From Seedling to Harvest: The GrowingSoy Dataset for Weed Detection in Soy Crops via Instance Segmentation
Raul Steinmetz, Victor A. Kich, Henrique Krever, Joao D. Rigo Mazzarolo, Ricardo B. Grando, Vinicius Marini, Celio Trois, Ard Nieuwenhuizen
TL;DR
This work tackles weed management in soy crops by introducing GrowingSoy, a temporally-rich dataset of 1,000 high-resolution images with pixel-accurate instance segmentation for soy and two weed types across the full growth cycle. It benchmarks six state-of-the-art models (YOLOv5 and YOLOv8 families) on the dataset, reporting strong segmentation performance (e.g., YOLOv8m achieving high mAP-50 across caruru, grassy weed, and soy) and demonstrating robust cross-stage generalization.

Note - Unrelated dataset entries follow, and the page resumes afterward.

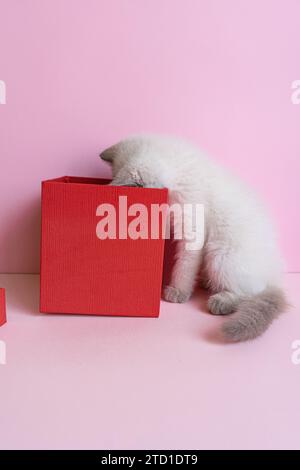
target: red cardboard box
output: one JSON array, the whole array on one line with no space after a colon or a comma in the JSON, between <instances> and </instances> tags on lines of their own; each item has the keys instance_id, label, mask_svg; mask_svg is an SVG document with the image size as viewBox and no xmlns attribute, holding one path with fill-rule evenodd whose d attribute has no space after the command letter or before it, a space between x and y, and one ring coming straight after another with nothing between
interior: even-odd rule
<instances>
[{"instance_id":1,"label":"red cardboard box","mask_svg":"<svg viewBox=\"0 0 300 470\"><path fill-rule=\"evenodd\" d=\"M132 204L147 208L150 227L151 205L166 203L167 189L108 183L103 179L68 176L42 183L41 312L159 315L163 217L157 239L132 239L127 229L135 217L131 214L124 219L124 200L127 208ZM105 211L103 204L108 204L109 210ZM115 238L111 238L114 236L111 231L110 238L101 239L105 217L108 212L113 214L112 209ZM126 230L121 217L127 220ZM113 222L113 217L109 222ZM109 223L110 228L112 225Z\"/></svg>"},{"instance_id":2,"label":"red cardboard box","mask_svg":"<svg viewBox=\"0 0 300 470\"><path fill-rule=\"evenodd\" d=\"M0 326L6 323L5 289L0 289Z\"/></svg>"}]
</instances>

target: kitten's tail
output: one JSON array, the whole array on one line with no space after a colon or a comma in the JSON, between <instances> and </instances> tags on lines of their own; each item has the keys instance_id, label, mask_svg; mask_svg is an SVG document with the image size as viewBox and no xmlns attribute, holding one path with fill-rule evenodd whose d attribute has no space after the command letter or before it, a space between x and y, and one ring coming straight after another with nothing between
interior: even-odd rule
<instances>
[{"instance_id":1,"label":"kitten's tail","mask_svg":"<svg viewBox=\"0 0 300 470\"><path fill-rule=\"evenodd\" d=\"M260 336L288 303L279 287L268 287L263 292L245 297L238 309L222 326L222 333L230 342L247 341Z\"/></svg>"}]
</instances>

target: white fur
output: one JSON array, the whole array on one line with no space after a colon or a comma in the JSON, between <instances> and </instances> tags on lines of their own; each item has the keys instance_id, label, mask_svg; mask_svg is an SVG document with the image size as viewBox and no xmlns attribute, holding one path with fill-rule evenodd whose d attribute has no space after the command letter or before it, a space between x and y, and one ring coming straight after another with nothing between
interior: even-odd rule
<instances>
[{"instance_id":1,"label":"white fur","mask_svg":"<svg viewBox=\"0 0 300 470\"><path fill-rule=\"evenodd\" d=\"M137 136L102 157L112 163L114 184L165 186L171 204L205 206L204 247L193 252L178 243L168 300L176 301L176 289L181 299L189 298L200 268L213 293L254 295L280 285L282 265L265 210L244 183L198 148L170 137Z\"/></svg>"}]
</instances>

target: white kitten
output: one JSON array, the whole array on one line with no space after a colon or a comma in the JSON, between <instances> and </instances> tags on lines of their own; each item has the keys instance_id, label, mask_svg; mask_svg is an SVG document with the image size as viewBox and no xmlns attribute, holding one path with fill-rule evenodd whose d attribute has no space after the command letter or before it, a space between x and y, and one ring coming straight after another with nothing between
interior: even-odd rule
<instances>
[{"instance_id":1,"label":"white kitten","mask_svg":"<svg viewBox=\"0 0 300 470\"><path fill-rule=\"evenodd\" d=\"M286 307L282 266L266 213L245 185L194 146L170 137L131 137L101 158L112 164L115 185L167 187L170 204L205 207L204 246L188 251L185 240L177 242L165 300L188 300L200 271L212 293L210 312L232 313L222 328L226 339L243 341L263 333Z\"/></svg>"}]
</instances>

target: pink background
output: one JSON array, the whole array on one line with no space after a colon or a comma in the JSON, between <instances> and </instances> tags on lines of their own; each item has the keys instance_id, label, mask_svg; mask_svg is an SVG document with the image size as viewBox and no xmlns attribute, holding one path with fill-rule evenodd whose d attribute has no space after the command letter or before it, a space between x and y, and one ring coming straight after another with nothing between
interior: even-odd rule
<instances>
[{"instance_id":1,"label":"pink background","mask_svg":"<svg viewBox=\"0 0 300 470\"><path fill-rule=\"evenodd\" d=\"M0 0L0 272L39 269L45 178L128 133L191 138L254 185L300 270L298 0Z\"/></svg>"},{"instance_id":2,"label":"pink background","mask_svg":"<svg viewBox=\"0 0 300 470\"><path fill-rule=\"evenodd\" d=\"M39 276L0 275L0 449L299 450L300 275L285 284L295 308L225 345L203 292L159 319L44 315Z\"/></svg>"}]
</instances>

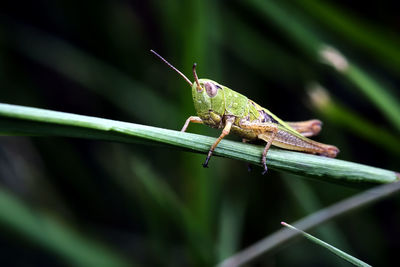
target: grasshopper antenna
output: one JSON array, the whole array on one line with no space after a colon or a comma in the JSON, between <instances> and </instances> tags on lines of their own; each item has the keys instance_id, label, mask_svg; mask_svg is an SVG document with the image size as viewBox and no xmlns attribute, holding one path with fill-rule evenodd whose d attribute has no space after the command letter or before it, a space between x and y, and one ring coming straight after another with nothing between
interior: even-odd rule
<instances>
[{"instance_id":1,"label":"grasshopper antenna","mask_svg":"<svg viewBox=\"0 0 400 267\"><path fill-rule=\"evenodd\" d=\"M194 76L194 80L195 80L195 82L197 84L197 91L201 92L203 89L201 89L201 86L200 86L200 83L199 83L199 78L197 77L196 66L197 66L197 64L194 63L193 64L193 76Z\"/></svg>"},{"instance_id":2,"label":"grasshopper antenna","mask_svg":"<svg viewBox=\"0 0 400 267\"><path fill-rule=\"evenodd\" d=\"M177 68L175 68L171 63L169 63L166 59L164 59L162 56L160 56L159 54L157 54L156 51L154 50L150 50L151 53L153 53L154 55L156 55L159 59L161 59L162 61L164 61L165 64L167 64L171 69L173 69L174 71L176 71L179 75L181 75L183 77L183 79L186 80L186 82L192 86L192 82L188 79L188 77L185 76L185 74L183 74L182 72L180 72ZM197 78L197 75L195 76ZM197 80L196 80L197 81ZM198 83L198 82L197 82Z\"/></svg>"}]
</instances>

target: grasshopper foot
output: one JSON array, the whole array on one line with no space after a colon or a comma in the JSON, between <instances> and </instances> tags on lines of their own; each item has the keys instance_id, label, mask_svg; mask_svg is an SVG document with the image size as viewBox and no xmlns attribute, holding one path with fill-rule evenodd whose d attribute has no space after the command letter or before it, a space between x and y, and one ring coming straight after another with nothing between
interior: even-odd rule
<instances>
[{"instance_id":1,"label":"grasshopper foot","mask_svg":"<svg viewBox=\"0 0 400 267\"><path fill-rule=\"evenodd\" d=\"M264 165L264 170L263 170L263 172L261 174L265 175L267 172L268 172L267 165Z\"/></svg>"},{"instance_id":2,"label":"grasshopper foot","mask_svg":"<svg viewBox=\"0 0 400 267\"><path fill-rule=\"evenodd\" d=\"M262 174L262 175L265 175L265 174L267 173L267 171L268 171L267 160L266 160L266 158L263 157L261 163L262 163L262 165L263 165L263 167L264 167L264 170L263 170L263 172L262 172L261 174Z\"/></svg>"},{"instance_id":3,"label":"grasshopper foot","mask_svg":"<svg viewBox=\"0 0 400 267\"><path fill-rule=\"evenodd\" d=\"M203 163L203 168L208 168L208 161L210 160L210 156L207 156L206 161Z\"/></svg>"}]
</instances>

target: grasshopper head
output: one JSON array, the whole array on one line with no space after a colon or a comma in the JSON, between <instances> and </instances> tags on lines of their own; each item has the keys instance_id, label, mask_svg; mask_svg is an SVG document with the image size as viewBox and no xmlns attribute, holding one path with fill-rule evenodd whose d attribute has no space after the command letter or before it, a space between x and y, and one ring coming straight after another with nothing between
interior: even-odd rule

Key contributions include the dataset itself, a detailed annotation pipeline, and a comprehensive model comparison that highlights the strengths of YOLOv8 architectures for multi-class plant segmentation. The dataset and findings have practical implications for automated crop management, enabling temporal tracking of weed invasion and improved decision-making in soybean production, with future potential for disease detection and yield prediction.
Abstract
Deep learning, particularly Convolutional Neural Networks (CNNs), has gained significant attention for its effectiveness in computer vision, especially in agricultural tasks. Recent advancements in instance segmentation have improved image classification accuracy. In this work, we introduce a comprehensive dataset for training neural networks to detect weeds and soy plants through instance segmentation. Our dataset covers various stages of soy growth, offering a chronological perspective on weed invasion's impact, with 1,000 meticulously annotated images. We also provide 6 state of the art models, trained in this dataset, that can understand and detect soy and weed in every stage of the plantation process. By using this dataset for weed and soy segmentation, we achieved a segmentation average precision of 79.1% and an average recall of 69.2% across all plant classes, with the YOLOv8X model. Moreover, the YOLOv8M model attained 78.7% mean average precision (mAp-50) in caruru weed segmentation, 69.7% in grassy weed segmentation, and 90.1% in soy plant segmentation.